Nata nel Massachusetts, si trasferisce a New York nel 2015, e ad un mese dal trasloco inizia “Subway hands”, un progetto che nasce dalla voglia sfrenata di diventare, sentirsi una newyorkese, al punto da andare in giro “con gli occhi spalancati”. Viaggiando da Brooklyn a Manhattan, Hannah si ritrova spesso in metropolitana, uno spazio che definisce “espressivo”, in cui non può fare a meno di guardare le persone, ogni energia; ma sono le mani a colpirla davvero. Per lei essere in metropolitana è come trovarsi in un limbo: “Tutti devono interrompere quello che stanno facendo e viaggiare insieme da un punto all’altro”. La prima mano che ha attirato la sua attenzione era quella che stringeva troppo forte il palo per sorreggersi: aveva un cerotto sulle nocche, ma Hannah ci ha letto una storia: “In quel momento mi è venuto in mente quanto le persone rivelano nelle loro mani” – ha detto in un’intervista – tensione, esperienza ed età: queste sono cose che spesso nascondono consapevolmente nei loro volti”. Ha scattato la foto, e senza rendersene conto ha iniziato a cercare storie di altre mani. Quando le chiedono che cosa ci sia di diverso nel linguaggio del corpo delle persone in metropolitana risponde: “La metropolitana è diversa perché ci sono meno distrazioni, viaggiamo da soli ma insieme. Le persone si ritirano nelle loro teste e smettono di pensare alle proprie mani. Questi sono i momenti che mi interessano di più”.

“Le mani sono espressive e reattive in un modo che spesso sembra più onesto”

Quando ha iniziato, chiedeva il permesso alle persone di farsi fotografare. Pur rendendosi conto di quanto fosse strano che uno sconosciuto ti chieda di scattare una foto alle tue mani. Spiegava il progetto, ma il naturalismo della posa, o qualunque cosa delle mani la colpisse, svaniva in un niente. “Quindi non chiedo più”, ammette. Hannah scatta principalmente con il suo IPhone, mentre viaggia per la città, e la maggior parte dei soggetti non si rende conto che le loro mani stanno facendo da ritratto.

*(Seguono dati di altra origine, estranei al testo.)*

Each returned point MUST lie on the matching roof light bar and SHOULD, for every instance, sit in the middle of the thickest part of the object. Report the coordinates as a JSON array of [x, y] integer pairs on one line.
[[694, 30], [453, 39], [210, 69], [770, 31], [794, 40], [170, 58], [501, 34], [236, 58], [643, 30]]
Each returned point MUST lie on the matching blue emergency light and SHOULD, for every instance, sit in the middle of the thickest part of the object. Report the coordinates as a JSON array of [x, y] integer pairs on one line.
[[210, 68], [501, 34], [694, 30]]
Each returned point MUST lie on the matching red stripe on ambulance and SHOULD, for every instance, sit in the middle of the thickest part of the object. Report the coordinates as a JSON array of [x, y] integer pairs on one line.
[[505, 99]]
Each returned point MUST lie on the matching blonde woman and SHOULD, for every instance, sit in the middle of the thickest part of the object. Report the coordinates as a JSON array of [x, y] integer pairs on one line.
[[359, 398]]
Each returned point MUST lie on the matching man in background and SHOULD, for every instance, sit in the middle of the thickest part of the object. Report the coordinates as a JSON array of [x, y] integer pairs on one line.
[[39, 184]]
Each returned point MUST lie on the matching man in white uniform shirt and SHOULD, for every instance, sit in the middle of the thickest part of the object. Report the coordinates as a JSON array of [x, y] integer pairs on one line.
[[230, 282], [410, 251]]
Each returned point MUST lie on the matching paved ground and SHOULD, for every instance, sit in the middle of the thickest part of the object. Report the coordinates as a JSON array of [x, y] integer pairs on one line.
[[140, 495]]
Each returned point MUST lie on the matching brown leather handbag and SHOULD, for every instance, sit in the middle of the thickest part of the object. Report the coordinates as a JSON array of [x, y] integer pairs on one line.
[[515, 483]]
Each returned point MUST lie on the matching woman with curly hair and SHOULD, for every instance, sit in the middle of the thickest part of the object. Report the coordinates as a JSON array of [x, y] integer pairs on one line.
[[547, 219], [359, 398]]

Scorrendo il fiume delle sue foto – che pubblica sul suo account instagram (@subwayhands) – le mani assumono le sembianze di sculture. Sembrano estranee e astratte. Creature che esistono indipendentemente dai soggetti. Ma, individualmente, sono intime e leggibili come i volti. Forse di più. “Le mani sono espressive e reattive in un modo che spesso sembra più onesto”. L’ha capito da quella volta che da piccola stringeva sempre la mano di suo nonno: gli suggeriva perfettamente la vita che aveva vissuto, perché “quando vedi le mani di una persona anziana vedi esperienze e ricordi”. Da qui prende ispirazione il suo diverso approccio alla fotografia.

Con la pandemia da Coronavirus, Hannah ha documentato ‘nuovi modelli’: mani che stringono fazzoletti o piccole bottiglie di plastica di disinfettante, mani che si attorcigliano l’una sull’altra per assorbire il siero alcolico sulla pelle, mani strette in guanti di lattice, mani in tasca, mani che cercano frenetiche informazioni sul telefono: “Anxious hands”, che ricordano quanto il virus abbia stravolto le nostre abitudini quotidiane, dagli atteggiamenti ai movimenti. “Le persone sono diventate molto più vigili e consapevoli dell’ambiente circostante. Sono molto più sensibili. – ha detto – All’improvviso i movimenti sono diventati sorprendenti. Oggi uno starnuto porterebbe il silenzio in un’intera metropolitana”. Ma nell’emergenza le mani sono ancora il nostro mezzo di comunicazione universale. Quelle che “ci stabilizzano, ci calmano e mediano le nostre relazioni”. Le stesse che hanno trasformato la serie di Hannah da un lavoro di ritrattistica non convenzionale a un vero e proprio fotogiornalismo artistico.